Posted on Posted in Mutual Funds

Where to start when investing?

This is one of the most common questions that we see asked by beginning investors, especially those who have just come upon an extra ten thousand dollars (wouldn’t it be nice if it happened to more of us!).

Are you ready for an unconventional, but simple answer? Ok, but first let’s be clear about what you don’t want to do!!! Do not put your money in bonds (even if you’re over 50*). Do not put your money into savings accounts. Do not try to play the stock market like a game. Do not overdiversify by spreading your money across too many investments. Don’t invest blindly!

So are you finally ready for the answer? Here it is: spend a lot of time researching great mutual funds that invest in the stocks of well-run companies and select only 1-3 funds with excellent managers to entrust your money to. Now selecting a great fund takes a lot more work than the average person initially thinks. There are a number of criteria to look for and a number of mistakes to avoid when finding a good mutual fund. But it can be done and the payoff will be huge. You want your money to grow as fast as possible, right?

Finding the right mutual fund is the key for an inexperienced investor who finds himself with a stash of cash ($10,000 or so) and wants to use it wisely to maximize profit growth. Investing is not a game of chance. It is not like gambling. It’s really not even like poker where chance supersedes skill. Investing should be disciplined and focused and if done correctly can provide consistent high-yield returns. But as a beginning investor, it is probably best to find a professional who knows how to make it happen rather than trying to work the stock market yourself.

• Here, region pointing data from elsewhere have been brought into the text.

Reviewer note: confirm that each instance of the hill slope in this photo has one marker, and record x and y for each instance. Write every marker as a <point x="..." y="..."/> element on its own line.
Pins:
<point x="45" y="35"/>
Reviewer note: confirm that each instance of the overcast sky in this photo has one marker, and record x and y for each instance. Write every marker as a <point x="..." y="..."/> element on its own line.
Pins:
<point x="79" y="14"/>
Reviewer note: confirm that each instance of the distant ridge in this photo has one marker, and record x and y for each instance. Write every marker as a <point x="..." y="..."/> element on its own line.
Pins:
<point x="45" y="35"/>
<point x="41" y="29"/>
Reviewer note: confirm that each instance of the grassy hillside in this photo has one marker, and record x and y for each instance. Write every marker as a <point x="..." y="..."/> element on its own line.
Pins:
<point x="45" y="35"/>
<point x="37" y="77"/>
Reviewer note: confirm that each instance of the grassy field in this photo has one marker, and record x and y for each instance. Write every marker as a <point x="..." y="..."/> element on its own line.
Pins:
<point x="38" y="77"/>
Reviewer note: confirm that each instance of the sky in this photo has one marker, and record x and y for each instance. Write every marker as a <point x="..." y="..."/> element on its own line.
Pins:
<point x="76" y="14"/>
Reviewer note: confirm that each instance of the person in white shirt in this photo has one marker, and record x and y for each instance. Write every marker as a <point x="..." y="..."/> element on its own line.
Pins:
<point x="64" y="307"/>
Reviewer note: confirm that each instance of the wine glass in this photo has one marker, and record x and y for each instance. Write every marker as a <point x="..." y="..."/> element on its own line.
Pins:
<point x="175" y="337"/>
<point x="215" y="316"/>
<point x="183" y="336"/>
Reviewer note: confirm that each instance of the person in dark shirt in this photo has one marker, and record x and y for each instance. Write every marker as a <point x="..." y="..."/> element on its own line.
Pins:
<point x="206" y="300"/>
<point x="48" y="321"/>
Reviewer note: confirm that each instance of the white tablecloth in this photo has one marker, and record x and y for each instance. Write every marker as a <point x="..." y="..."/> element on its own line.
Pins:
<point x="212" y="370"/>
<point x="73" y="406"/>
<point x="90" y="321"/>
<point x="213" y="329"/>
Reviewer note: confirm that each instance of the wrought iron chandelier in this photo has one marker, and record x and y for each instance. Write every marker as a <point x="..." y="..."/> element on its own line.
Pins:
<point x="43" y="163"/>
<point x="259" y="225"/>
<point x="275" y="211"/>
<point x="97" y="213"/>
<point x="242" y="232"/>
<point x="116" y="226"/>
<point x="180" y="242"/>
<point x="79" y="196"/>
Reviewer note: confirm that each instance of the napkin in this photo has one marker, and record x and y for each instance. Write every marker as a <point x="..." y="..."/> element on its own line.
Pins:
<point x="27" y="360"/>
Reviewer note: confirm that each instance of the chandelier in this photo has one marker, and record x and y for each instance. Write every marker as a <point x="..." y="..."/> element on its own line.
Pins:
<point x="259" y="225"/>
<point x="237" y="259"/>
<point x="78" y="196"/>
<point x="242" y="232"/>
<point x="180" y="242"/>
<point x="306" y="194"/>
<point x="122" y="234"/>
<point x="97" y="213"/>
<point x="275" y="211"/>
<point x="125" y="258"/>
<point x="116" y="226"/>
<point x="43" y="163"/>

So how do you find good mutual funds? Well you can start from the Money 65 list and narrow it down from there.

One last recommendation. If the stock market’s been hot for a while, consider trickling your money in by way of dollar cost averaging insteading of dumping it in as a lump sum.

Note: we do not consider all the funds on the Money 65 to be good funds, though many of them are.

*We believe strongly that for any period of time greater than three years, the best place for your money is in a well-managed, long-term mutual fund.